Greenfield, writing about legal blawgers taking criticism for their views online, takes a similar tack. He argues that blawgers should “just take it [criticism] as proof that you’re alive. Only dead lawyers have no enemies. If no one says mean things about you, then you’re doing something very wrong.” It is evident from Greenfield’s other writings about his legal practice that he applies this meme to his criminal defense work. Or, as a judge once remarked to me, “The only judges who don’t get overturned are the ones who don’t do anything.”

But how does this apply to your situation, you ask? Why should I, as a business owner, care what the rules of attorney conduct say – or don’t say – about zealous advocacy? It matters to you because it is your business and fortune that are in our hands when we represent you.

Zealous advocacy or representation is a result of “the duty of the lawyer, subject to his role as an ‘officer of the court,’ …to further the interests of his clients by all lawful means, even when those interests are in conflict with the interests of the United States or of a State.” In re Griffiths, 413 U.S. 717, 724 n. 14 (U.S. 1973). The term goes back at least to 1820 and the defense of Queen Caroline of England by Henry, Lord Brougham, wherein he famously stated:

“[A]n advocate, in the discharge of his duty, knows but one person in all the world, and that person is his client. To save that client by all means and expedients, and at all hazards and costs to other persons, and amongst them, to himself, is his first and only duty; and in performing this duty he must not regard the alarm, the torments, the destruction which he may ring upon others. Separating the duty of the patriot from that of an advocate, he must go on reckless of the consequences, though it should be his unhappy fate to involve his country in confusion.” 

(Brougham, Life and Times of Lord Brougham 405–07)

This is the traditional standard for attorneys in representing their clients, yet even in Texas, the term “zealous advocacy” has been taken out of the text in the Disciplinary Rules of Professional Conduct, and now resides only in the Preamble, which is not mandatory, but just an admonishment. The Preamble continues to state, as a general idea, that “as advocate, a lawyer zealously asserts the client’s position under the rules of the adversary system.” (Tex. R. Prof Conduct Preamble, par. 2). Additionally, we are told that “in all professional functions, a lawyer should zealously pursue client’s interests within the bounds of the law.” (Tex.
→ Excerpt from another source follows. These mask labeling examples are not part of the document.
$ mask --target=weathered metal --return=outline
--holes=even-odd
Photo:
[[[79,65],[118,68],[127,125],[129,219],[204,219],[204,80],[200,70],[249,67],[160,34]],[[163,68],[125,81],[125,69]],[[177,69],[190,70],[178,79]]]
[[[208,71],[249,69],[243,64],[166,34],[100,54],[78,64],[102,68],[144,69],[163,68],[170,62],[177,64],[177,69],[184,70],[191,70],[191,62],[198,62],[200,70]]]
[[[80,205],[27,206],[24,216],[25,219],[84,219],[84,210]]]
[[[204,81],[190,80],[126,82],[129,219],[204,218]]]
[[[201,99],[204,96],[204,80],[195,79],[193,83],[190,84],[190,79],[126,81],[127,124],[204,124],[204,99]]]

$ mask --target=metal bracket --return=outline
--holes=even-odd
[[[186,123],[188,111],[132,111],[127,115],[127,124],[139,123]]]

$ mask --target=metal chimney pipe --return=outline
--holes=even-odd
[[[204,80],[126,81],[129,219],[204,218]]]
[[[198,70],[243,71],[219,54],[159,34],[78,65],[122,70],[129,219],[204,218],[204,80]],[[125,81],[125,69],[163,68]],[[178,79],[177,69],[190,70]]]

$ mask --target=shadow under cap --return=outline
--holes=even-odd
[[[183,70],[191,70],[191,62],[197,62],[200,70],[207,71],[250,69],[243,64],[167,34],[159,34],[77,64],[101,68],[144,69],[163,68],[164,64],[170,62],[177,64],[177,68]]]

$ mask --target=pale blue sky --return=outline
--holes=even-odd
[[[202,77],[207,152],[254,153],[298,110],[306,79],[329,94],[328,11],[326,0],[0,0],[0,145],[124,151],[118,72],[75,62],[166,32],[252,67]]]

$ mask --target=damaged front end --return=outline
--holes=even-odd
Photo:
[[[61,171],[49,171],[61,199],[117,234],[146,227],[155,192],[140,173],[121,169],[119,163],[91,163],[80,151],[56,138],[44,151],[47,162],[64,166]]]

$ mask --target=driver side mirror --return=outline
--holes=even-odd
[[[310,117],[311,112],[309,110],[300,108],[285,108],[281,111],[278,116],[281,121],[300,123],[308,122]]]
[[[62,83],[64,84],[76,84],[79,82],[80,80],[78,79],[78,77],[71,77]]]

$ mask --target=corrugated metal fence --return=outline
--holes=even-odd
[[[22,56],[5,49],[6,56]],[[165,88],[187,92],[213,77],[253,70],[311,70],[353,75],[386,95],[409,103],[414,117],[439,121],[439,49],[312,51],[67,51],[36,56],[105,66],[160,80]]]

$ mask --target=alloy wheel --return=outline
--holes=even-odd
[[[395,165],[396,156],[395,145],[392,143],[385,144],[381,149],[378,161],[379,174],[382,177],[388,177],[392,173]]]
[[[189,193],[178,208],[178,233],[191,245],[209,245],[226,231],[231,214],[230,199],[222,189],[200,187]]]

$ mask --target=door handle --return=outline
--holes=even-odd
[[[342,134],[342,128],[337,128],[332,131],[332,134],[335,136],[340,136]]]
R. Prof Conduct Preamble, par. 3). But, because this admonition is in the Preamble and no longer in the rules, it has no bite; failure to zealously represent one’s client is not grounds for discipline.

But some of us in the legal field hold to the old standard and continue to represent our clients zealously. Even if it means we make enemies and even if it puts us in the minority, we do it because it is the right thing to do. Besides, as Scott Greenfield so aptly puts it, “only dead [or uncaring] lawyers have no enemies.”